Evaluating Generated Games Is a Different Problem Than Evaluating Generated Code

Code generation benchmarks operate on a clean premise: run the output against a predefined test suite, count the passes. SWE-bench does this for GitHub issues, scoring agents on whether their patches make the repository’s tests pass. HumanEval scores function synthesis against input/output examples. The verification signal is deterministic, cheap to compute, and unambiguous. A generated game has none of these properties.

Godogen is a pipeline that takes a text prompt and produces a complete, playable Godot 4 project: GDScript source, scene files, assets, the full structure. The author spent a year on it across four major rewrites. The third engineering bottleneck they identify is the evaluation loop, and it is the one that most directly exposes what makes game generation categorically harder than the problems code generation benchmarks measure.

What Correctness Means for Generated Games

Game correctness has three layers that require different verification strategies.

The first is structural: does the project load?

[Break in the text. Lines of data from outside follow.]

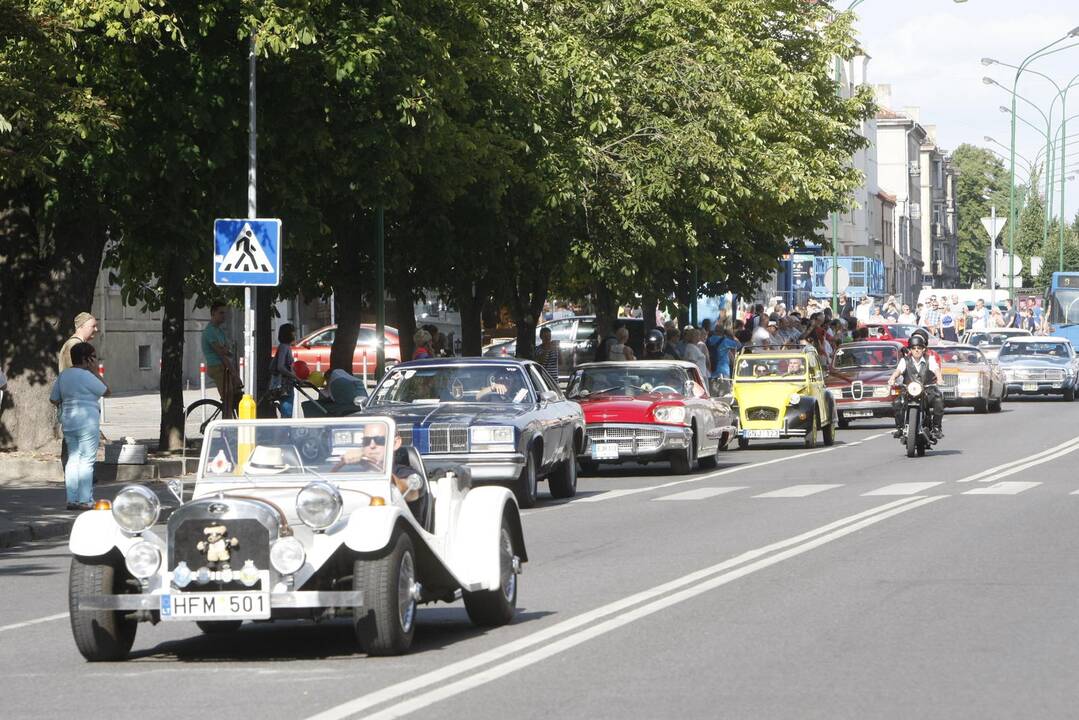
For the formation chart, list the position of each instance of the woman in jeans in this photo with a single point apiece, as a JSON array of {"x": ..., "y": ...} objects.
[{"x": 78, "y": 391}]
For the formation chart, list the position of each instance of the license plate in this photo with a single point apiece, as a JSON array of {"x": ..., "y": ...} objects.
[
  {"x": 604, "y": 450},
  {"x": 216, "y": 606},
  {"x": 762, "y": 434}
]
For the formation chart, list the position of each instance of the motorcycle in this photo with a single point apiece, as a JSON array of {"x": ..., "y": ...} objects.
[{"x": 916, "y": 436}]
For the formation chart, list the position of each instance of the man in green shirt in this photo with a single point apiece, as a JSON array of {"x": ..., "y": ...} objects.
[{"x": 217, "y": 352}]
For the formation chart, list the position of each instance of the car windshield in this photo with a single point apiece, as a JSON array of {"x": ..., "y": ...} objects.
[
  {"x": 453, "y": 383},
  {"x": 628, "y": 380},
  {"x": 1046, "y": 349},
  {"x": 960, "y": 356},
  {"x": 246, "y": 451},
  {"x": 849, "y": 357},
  {"x": 761, "y": 368},
  {"x": 991, "y": 338}
]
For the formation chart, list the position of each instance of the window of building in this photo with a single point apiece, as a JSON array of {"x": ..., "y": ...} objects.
[{"x": 144, "y": 357}]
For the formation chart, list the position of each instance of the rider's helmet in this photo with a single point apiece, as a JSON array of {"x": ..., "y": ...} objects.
[{"x": 654, "y": 342}]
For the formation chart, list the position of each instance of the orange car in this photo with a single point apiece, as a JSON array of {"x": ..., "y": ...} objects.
[{"x": 315, "y": 349}]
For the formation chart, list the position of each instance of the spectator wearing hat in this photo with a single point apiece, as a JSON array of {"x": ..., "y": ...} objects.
[
  {"x": 77, "y": 391},
  {"x": 85, "y": 328}
]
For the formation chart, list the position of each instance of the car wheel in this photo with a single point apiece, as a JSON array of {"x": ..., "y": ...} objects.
[
  {"x": 563, "y": 481},
  {"x": 829, "y": 434},
  {"x": 99, "y": 635},
  {"x": 810, "y": 440},
  {"x": 386, "y": 622},
  {"x": 526, "y": 489},
  {"x": 682, "y": 461},
  {"x": 493, "y": 608},
  {"x": 219, "y": 626}
]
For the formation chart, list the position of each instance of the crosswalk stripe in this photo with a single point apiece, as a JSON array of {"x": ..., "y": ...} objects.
[
  {"x": 1007, "y": 488},
  {"x": 700, "y": 493},
  {"x": 797, "y": 491},
  {"x": 902, "y": 489}
]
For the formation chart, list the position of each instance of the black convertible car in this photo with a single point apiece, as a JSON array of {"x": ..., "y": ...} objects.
[{"x": 506, "y": 420}]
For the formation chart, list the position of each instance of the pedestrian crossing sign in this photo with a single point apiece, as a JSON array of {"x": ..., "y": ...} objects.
[{"x": 247, "y": 252}]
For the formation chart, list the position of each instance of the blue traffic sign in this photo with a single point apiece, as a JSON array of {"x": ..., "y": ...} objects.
[{"x": 247, "y": 252}]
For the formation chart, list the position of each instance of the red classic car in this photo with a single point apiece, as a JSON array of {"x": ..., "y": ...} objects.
[
  {"x": 859, "y": 379},
  {"x": 649, "y": 410},
  {"x": 315, "y": 349}
]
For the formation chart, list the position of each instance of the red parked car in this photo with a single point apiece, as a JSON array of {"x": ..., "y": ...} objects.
[
  {"x": 315, "y": 349},
  {"x": 649, "y": 410}
]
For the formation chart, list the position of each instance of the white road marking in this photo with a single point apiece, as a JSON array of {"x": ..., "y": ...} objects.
[
  {"x": 46, "y": 619},
  {"x": 622, "y": 620},
  {"x": 411, "y": 685},
  {"x": 699, "y": 493},
  {"x": 798, "y": 491},
  {"x": 1021, "y": 464},
  {"x": 902, "y": 489},
  {"x": 1012, "y": 488}
]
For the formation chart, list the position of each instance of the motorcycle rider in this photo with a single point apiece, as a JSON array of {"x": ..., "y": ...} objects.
[{"x": 924, "y": 368}]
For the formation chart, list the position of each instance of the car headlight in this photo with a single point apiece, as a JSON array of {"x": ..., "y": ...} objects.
[
  {"x": 136, "y": 508},
  {"x": 142, "y": 559},
  {"x": 318, "y": 504},
  {"x": 287, "y": 555},
  {"x": 491, "y": 435},
  {"x": 673, "y": 415}
]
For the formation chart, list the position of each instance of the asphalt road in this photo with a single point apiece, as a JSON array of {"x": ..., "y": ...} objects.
[{"x": 844, "y": 582}]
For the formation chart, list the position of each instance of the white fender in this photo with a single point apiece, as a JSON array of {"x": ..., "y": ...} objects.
[
  {"x": 475, "y": 547},
  {"x": 369, "y": 529},
  {"x": 95, "y": 533}
]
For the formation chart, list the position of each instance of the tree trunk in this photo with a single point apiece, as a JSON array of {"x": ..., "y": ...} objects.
[
  {"x": 48, "y": 274},
  {"x": 171, "y": 385}
]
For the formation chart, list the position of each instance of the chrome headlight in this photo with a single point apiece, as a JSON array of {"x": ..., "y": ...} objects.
[
  {"x": 672, "y": 415},
  {"x": 318, "y": 504},
  {"x": 287, "y": 555},
  {"x": 136, "y": 508},
  {"x": 492, "y": 437},
  {"x": 142, "y": 559}
]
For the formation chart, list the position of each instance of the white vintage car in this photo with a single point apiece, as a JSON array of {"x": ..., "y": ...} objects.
[{"x": 357, "y": 529}]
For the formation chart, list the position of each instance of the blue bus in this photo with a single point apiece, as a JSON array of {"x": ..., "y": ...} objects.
[{"x": 1062, "y": 303}]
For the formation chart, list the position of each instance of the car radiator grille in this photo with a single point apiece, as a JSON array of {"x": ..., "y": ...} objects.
[
  {"x": 629, "y": 439},
  {"x": 1036, "y": 376},
  {"x": 445, "y": 437},
  {"x": 762, "y": 413}
]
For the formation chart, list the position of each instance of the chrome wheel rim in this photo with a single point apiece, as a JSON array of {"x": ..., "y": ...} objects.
[
  {"x": 406, "y": 603},
  {"x": 506, "y": 560}
]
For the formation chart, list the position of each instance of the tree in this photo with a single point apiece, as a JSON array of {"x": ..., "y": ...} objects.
[{"x": 979, "y": 173}]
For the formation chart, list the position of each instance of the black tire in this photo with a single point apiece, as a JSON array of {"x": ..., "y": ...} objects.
[
  {"x": 494, "y": 608},
  {"x": 219, "y": 626},
  {"x": 683, "y": 461},
  {"x": 829, "y": 434},
  {"x": 810, "y": 439},
  {"x": 563, "y": 481},
  {"x": 526, "y": 487},
  {"x": 912, "y": 433},
  {"x": 386, "y": 622},
  {"x": 99, "y": 635},
  {"x": 215, "y": 410}
]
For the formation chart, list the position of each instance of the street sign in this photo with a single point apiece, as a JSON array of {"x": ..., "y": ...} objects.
[
  {"x": 247, "y": 252},
  {"x": 994, "y": 226}
]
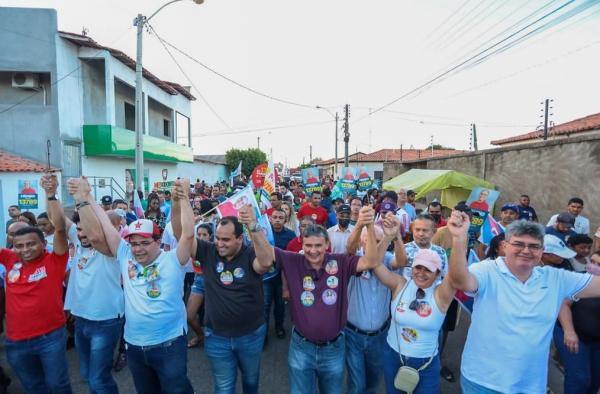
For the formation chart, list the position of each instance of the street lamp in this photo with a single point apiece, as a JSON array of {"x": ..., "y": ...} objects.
[
  {"x": 140, "y": 22},
  {"x": 336, "y": 129}
]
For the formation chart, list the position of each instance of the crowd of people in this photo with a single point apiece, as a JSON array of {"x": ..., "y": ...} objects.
[{"x": 371, "y": 282}]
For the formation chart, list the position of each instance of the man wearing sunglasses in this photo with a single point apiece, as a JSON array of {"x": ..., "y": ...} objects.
[{"x": 516, "y": 303}]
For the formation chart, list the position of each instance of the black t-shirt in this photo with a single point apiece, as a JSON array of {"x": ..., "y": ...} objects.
[{"x": 233, "y": 291}]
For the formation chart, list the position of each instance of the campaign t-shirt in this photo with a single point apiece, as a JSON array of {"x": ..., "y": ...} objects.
[
  {"x": 233, "y": 291},
  {"x": 34, "y": 293},
  {"x": 94, "y": 290},
  {"x": 154, "y": 308},
  {"x": 318, "y": 298},
  {"x": 319, "y": 214}
]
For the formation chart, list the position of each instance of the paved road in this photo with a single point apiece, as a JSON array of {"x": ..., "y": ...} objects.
[{"x": 274, "y": 368}]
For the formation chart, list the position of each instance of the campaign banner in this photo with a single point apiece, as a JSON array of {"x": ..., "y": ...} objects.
[
  {"x": 164, "y": 186},
  {"x": 348, "y": 179},
  {"x": 28, "y": 194},
  {"x": 365, "y": 182},
  {"x": 310, "y": 178},
  {"x": 482, "y": 199}
]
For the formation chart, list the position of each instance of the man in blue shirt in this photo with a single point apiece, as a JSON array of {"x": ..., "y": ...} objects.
[
  {"x": 563, "y": 226},
  {"x": 516, "y": 303},
  {"x": 272, "y": 286}
]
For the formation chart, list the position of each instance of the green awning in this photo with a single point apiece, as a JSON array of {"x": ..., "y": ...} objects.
[
  {"x": 107, "y": 140},
  {"x": 454, "y": 185}
]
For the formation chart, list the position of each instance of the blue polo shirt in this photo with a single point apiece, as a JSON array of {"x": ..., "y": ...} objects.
[{"x": 511, "y": 325}]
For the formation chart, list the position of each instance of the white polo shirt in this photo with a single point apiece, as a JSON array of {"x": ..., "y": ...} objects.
[{"x": 511, "y": 325}]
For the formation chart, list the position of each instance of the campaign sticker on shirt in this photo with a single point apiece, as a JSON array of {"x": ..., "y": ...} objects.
[
  {"x": 329, "y": 297},
  {"x": 238, "y": 273},
  {"x": 226, "y": 277},
  {"x": 410, "y": 335},
  {"x": 153, "y": 290},
  {"x": 424, "y": 309},
  {"x": 39, "y": 274},
  {"x": 308, "y": 284},
  {"x": 332, "y": 282},
  {"x": 307, "y": 298},
  {"x": 331, "y": 267},
  {"x": 14, "y": 274}
]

Do the scripts compile, does the scene parse, does the engine reach a running state? This layer is verifiable with standard tooling. Godot’s headless execution mode captures compilation errors, load failures, and runtime crashes as console output. The command godot --headless --path /path/to/project runs the full scene tree, physics engine, and scripting runtime without a display. Pass/fail here is unambiguous.

The second layer is functional: does the game loop behave as described? In a platformer, does the character move and jump? Are collisions registered? Does the scoring system respond to events? This layer is partially verifiable through log output and instrumented game state, but it requires either watching what the engine reports during execution or adding programmatic hooks to the generated code that report on game state over time. Neither approach is as clean as a unit test.

The third layer is experiential: does the game actually feel like what was requested? A generated platformer where the character can technically move and technically collide with platforms is not the same as one where the movement is responsive and the physics feel stable. Testing cannot distinguish these outcomes. The difference lives in parameter tuning, in the relationship between gravity, jump force, and platform spacing, in whether the camera tracking creates disorientation or clarity. These are design properties with no test representation.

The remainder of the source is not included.